Little Montenegro! He lifted up the words and nodded at them--with his smile. The smile comprehended Montenegro's troubled history and sympathized with the brave struggles of the Montenegrin people. It appreciated fully the chain of national circumstances which had elicited this tribute from Montenegro's warm little heart. My incredulity was submerged in fascination now; it was like skimming hastily through a dozen magazines.

He reached in his pocket, and a piece of metal, slung on a ribbon, fell into my palm.

"That's the one from Montenegro."

To my astonishment, the thing had an authentic look.

"Orderi di Danilo," ran the circular legend, "Montenegro, Nicolas Rex."

"Turn it."

"Major Jay Gatsby," I read, "For Valour Extraordinary."

"Here's another thing I always carry. A souvenir of Oxford days. It was taken in Trinity Quad--the man on my left is now the Earl of Dorcaster."

It was a photograph of half a dozen young men in blazers loafing in an archway through which were visible a host of spires. There was Gatsby, looking a little, not much, younger--with a cricket bat in his hand.

Then it was all true. I saw the skins of tigers flaming in his palace on the Grand Canal; I saw him opening a chest of rubies to ease, with their crimson-lighted depths, the gnawings of his broken heart.

"I'm going to make a big request of you to-day," he said, pocketing his souvenirs with satisfaction, "so I thought you ought to know something about me. I didn't want you to think I was just some nobody. You see, I usually find myself among strangers because I drift here and there trying to forget the sad thing that happened to me."

Note the description of New York as the two cross the Queensboro Bridge into Manhattan:

Over the great bridge, with the sunlight through the girders making a constant flicker upon the moving cars, with the city rising up across the river in white heaps and sugar lumps all built with a wish out of non-olfactory money. The city seen from the Queensboro Bridge is always the city seen for the first time, in its first wild promise of all the mystery and the beauty in the world. (73)

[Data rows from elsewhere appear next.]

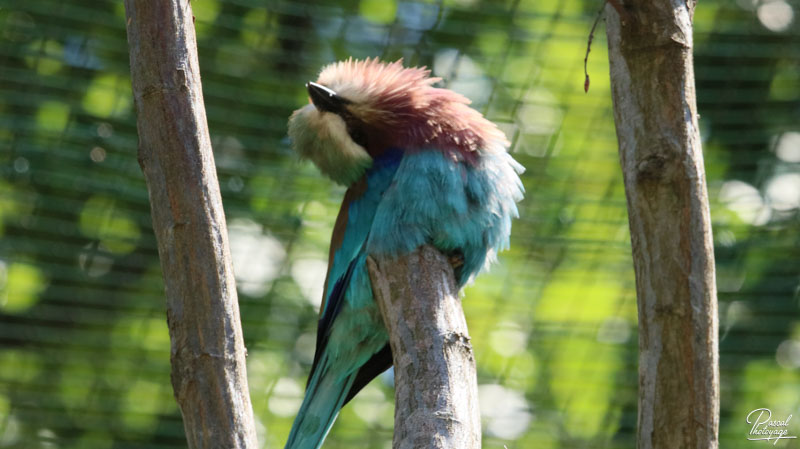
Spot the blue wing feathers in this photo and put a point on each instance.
(452, 205)
(410, 199)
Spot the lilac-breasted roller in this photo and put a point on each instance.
(421, 167)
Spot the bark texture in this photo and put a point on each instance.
(436, 389)
(652, 82)
(207, 349)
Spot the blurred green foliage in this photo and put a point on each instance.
(84, 350)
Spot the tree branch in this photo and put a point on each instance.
(207, 349)
(436, 390)
(652, 82)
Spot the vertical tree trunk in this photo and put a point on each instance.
(652, 82)
(207, 350)
(436, 389)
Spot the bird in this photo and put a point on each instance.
(420, 167)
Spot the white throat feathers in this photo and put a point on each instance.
(322, 137)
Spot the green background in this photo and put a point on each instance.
(84, 349)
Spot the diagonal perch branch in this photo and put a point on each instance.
(436, 391)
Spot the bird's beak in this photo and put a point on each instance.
(325, 99)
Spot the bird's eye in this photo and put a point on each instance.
(357, 135)
(354, 128)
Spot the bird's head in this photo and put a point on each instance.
(361, 108)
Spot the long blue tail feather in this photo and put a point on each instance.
(325, 396)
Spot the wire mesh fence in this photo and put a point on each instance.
(84, 350)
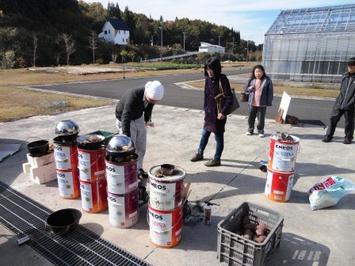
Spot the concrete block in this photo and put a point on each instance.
(40, 161)
(43, 174)
(26, 168)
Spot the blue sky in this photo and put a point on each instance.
(252, 18)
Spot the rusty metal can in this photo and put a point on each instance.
(207, 214)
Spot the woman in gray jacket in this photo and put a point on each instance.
(260, 90)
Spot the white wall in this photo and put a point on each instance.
(108, 32)
(122, 37)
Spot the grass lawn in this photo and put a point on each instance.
(279, 89)
(17, 103)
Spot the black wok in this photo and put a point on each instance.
(63, 221)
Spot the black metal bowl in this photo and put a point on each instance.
(38, 148)
(63, 221)
(90, 142)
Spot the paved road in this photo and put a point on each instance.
(304, 109)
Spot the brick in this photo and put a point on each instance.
(43, 174)
(26, 168)
(40, 161)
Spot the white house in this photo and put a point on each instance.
(115, 31)
(206, 47)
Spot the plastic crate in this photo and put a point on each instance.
(234, 249)
(108, 135)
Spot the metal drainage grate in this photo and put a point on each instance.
(79, 247)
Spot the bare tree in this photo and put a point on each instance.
(93, 44)
(35, 45)
(69, 45)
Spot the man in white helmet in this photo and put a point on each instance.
(134, 112)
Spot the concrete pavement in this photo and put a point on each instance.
(324, 237)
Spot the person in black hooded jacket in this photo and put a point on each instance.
(344, 105)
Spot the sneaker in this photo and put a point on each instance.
(197, 157)
(327, 138)
(213, 163)
(347, 141)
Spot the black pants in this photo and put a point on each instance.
(349, 122)
(257, 111)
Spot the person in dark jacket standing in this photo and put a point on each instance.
(133, 113)
(215, 119)
(344, 105)
(260, 90)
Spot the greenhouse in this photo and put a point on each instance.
(311, 44)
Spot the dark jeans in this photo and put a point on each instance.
(259, 112)
(219, 137)
(349, 122)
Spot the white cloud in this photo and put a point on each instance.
(236, 14)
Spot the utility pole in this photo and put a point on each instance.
(233, 45)
(161, 36)
(161, 41)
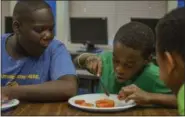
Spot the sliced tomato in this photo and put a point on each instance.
(87, 104)
(104, 103)
(79, 102)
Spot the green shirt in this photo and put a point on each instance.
(148, 80)
(180, 100)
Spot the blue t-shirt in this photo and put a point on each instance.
(54, 63)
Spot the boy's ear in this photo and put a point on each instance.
(170, 62)
(16, 26)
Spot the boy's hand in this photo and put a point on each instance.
(94, 65)
(132, 92)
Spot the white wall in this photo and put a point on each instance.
(171, 5)
(118, 12)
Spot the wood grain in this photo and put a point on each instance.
(63, 108)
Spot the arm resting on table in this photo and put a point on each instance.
(58, 90)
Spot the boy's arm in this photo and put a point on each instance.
(163, 99)
(141, 97)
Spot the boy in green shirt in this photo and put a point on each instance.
(128, 70)
(170, 49)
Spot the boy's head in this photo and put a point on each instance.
(33, 24)
(133, 47)
(170, 48)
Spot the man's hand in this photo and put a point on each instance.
(94, 65)
(132, 92)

A View of the City from the Queensboro Bridge

Lunch with Meyer Wolfsheim:

What is Gatsby's association with Meyer Wolfsheim? How has this colorful Broadway character made his money? (What was his most famous scam?) (What are his cufflinks made out of?) Why is Gatsby showing Nick this facet of his character? Is this a character or a caricature? (73-78)

What does Gatsby do when he and Nick run into Tom Buchanan at the restaurant? (78)

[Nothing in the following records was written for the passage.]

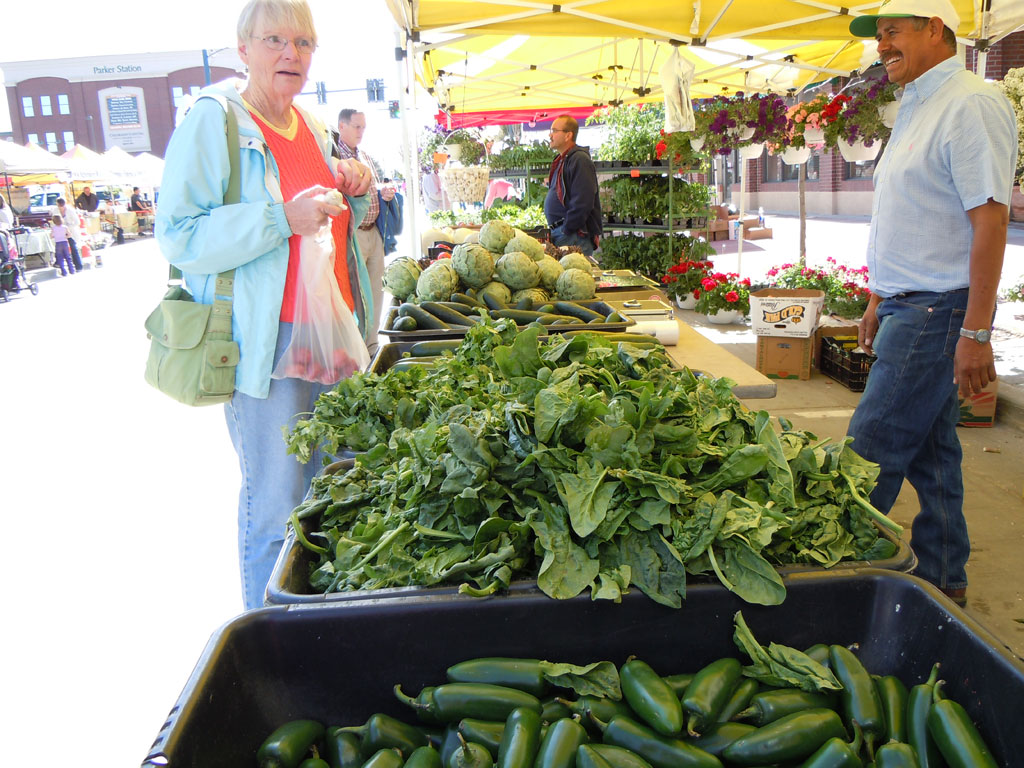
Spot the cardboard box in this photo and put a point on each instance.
(979, 410)
(786, 311)
(784, 356)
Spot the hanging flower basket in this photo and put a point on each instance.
(795, 155)
(752, 151)
(858, 152)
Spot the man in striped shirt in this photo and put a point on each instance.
(351, 126)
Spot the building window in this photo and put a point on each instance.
(776, 170)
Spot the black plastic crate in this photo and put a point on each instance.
(338, 664)
(840, 361)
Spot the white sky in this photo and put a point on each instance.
(356, 41)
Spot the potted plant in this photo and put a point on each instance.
(724, 298)
(683, 280)
(854, 122)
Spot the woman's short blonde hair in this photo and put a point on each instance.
(272, 12)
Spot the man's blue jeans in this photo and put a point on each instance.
(906, 422)
(560, 238)
(272, 481)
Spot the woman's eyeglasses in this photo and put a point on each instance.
(278, 43)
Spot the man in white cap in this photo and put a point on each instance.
(934, 254)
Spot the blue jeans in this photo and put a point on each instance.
(560, 238)
(272, 481)
(906, 422)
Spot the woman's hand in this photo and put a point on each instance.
(353, 177)
(306, 214)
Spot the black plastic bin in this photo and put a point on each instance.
(338, 664)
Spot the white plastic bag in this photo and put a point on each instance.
(326, 345)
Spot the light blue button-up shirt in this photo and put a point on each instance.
(952, 147)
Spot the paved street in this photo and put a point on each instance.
(118, 506)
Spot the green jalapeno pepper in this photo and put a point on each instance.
(555, 709)
(470, 755)
(587, 758)
(720, 735)
(660, 752)
(560, 743)
(597, 708)
(454, 701)
(739, 699)
(859, 696)
(289, 744)
(769, 706)
(650, 697)
(679, 683)
(524, 674)
(893, 695)
(385, 732)
(838, 754)
(895, 755)
(483, 732)
(520, 739)
(709, 692)
(620, 757)
(342, 749)
(387, 758)
(424, 757)
(955, 735)
(790, 738)
(919, 704)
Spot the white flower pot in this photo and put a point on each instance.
(857, 152)
(814, 135)
(888, 114)
(725, 316)
(796, 155)
(752, 152)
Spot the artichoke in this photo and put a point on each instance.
(517, 270)
(576, 285)
(473, 263)
(529, 246)
(495, 235)
(437, 282)
(400, 276)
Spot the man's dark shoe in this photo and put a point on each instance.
(957, 595)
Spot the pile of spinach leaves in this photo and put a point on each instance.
(580, 463)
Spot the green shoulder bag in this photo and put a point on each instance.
(192, 353)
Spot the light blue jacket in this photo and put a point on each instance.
(203, 237)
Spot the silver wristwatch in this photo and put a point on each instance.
(982, 336)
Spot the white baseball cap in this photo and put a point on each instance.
(865, 26)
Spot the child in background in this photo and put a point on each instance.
(61, 249)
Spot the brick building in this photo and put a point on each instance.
(126, 100)
(835, 186)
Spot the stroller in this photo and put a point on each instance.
(12, 278)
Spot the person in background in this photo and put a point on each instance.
(934, 254)
(74, 222)
(286, 164)
(87, 201)
(571, 207)
(61, 252)
(351, 126)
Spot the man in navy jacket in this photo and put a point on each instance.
(572, 208)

Daisy Fay and Jay Gatsby Five Years Before:

What story about Gatsby and Daisy does Jordan tell Nick? (79-83) How has Fitzgerald drawn on and then altered the details of his own courtship of Zelda to suit his purpose in this novel?

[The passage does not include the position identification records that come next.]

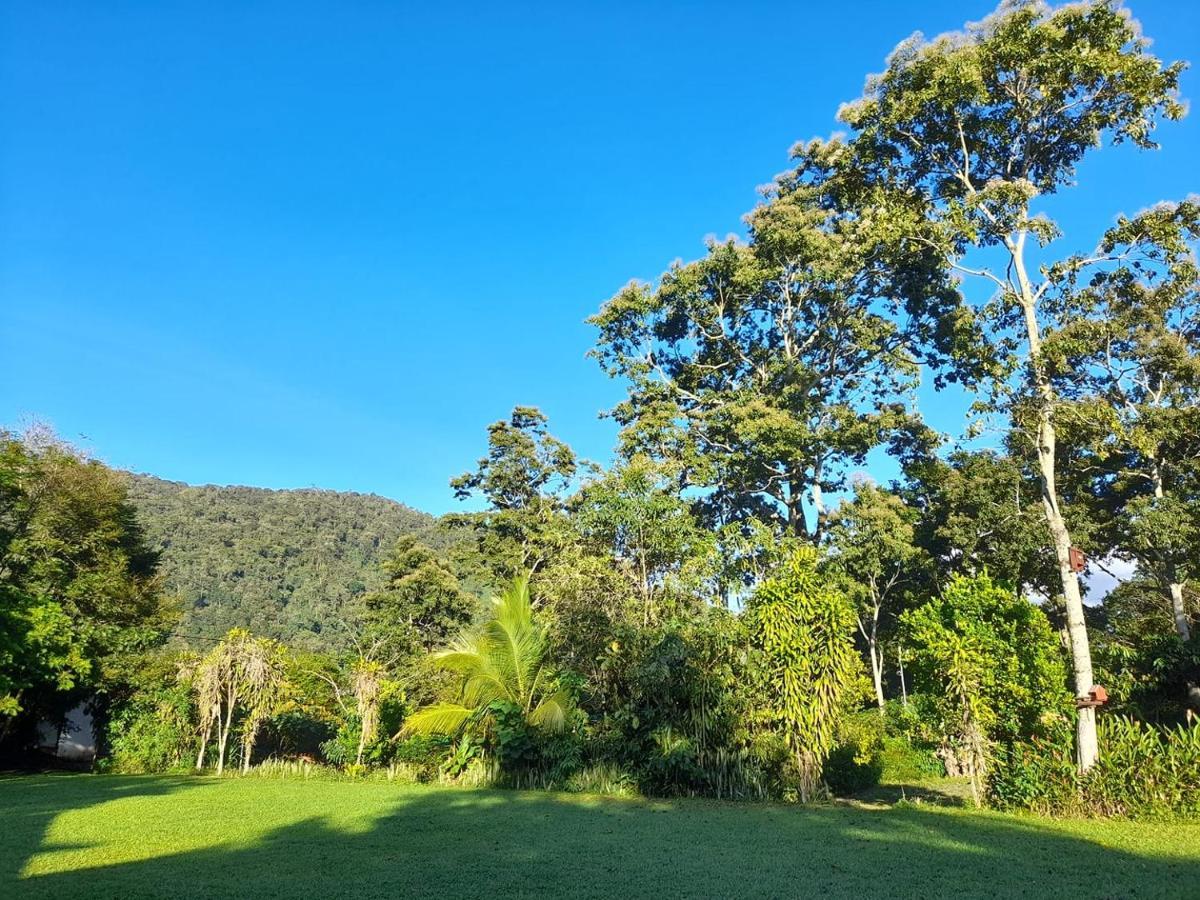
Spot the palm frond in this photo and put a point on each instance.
(551, 713)
(437, 719)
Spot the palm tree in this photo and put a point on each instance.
(502, 663)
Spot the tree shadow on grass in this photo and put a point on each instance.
(29, 803)
(463, 844)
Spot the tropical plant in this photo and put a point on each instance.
(803, 633)
(503, 667)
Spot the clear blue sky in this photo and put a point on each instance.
(294, 244)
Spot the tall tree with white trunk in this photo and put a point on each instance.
(955, 145)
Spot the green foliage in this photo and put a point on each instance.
(523, 480)
(635, 515)
(154, 731)
(421, 604)
(803, 636)
(79, 599)
(1144, 772)
(857, 760)
(983, 651)
(283, 564)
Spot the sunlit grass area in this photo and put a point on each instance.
(112, 837)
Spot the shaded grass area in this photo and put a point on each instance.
(137, 837)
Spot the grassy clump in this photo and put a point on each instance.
(124, 837)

Another wonderful Fitzgerald image: Daisy on the eve of her wedding, drunk in the bathtub, crumbling Gatsby's letter:

She began to cry--she cried and cried. I rushed out and found her mother's maid, and we locked the door and got her into a cold bath. She wouldn't let go of the letter. She took it into the tub with her and squeezed it up into a wet ball, and only let me leave it in the soap-dish when she saw that it was coming to pieces like snow. (81)

When did Tom start cheating on Daisy? (Note the violent way that the affair became public.)

A week after I left Santa Barbara Tom ran into a wagon on the Ventura road one night, and ripped a front wheel off his car. The girl who was with him got into the papers, too, because her arm was broken-- she was one of the chambermaids in the Santa Barbara Hotel. (83)

As Nick wanders through Central Park with Jordan, he hears some girls singing the lyrics of a hit song from 1922: 'The Sheik of Araby':

"I'm the Sheik of Araby.
Your love belongs to me.
At night when you're are asleep
Into your tent I'll creep----"

The Song comes from a hit film of the silent era, The Sheik which starred the greatest sex symbol of the twenties: Rudolf Valentino.


Rudolph Valentino in The Sheik (1921)

What is the single reason why Gatsby has made all the money, bought the mansion, thrown the parties, and befriended Nick? What is everything leading to?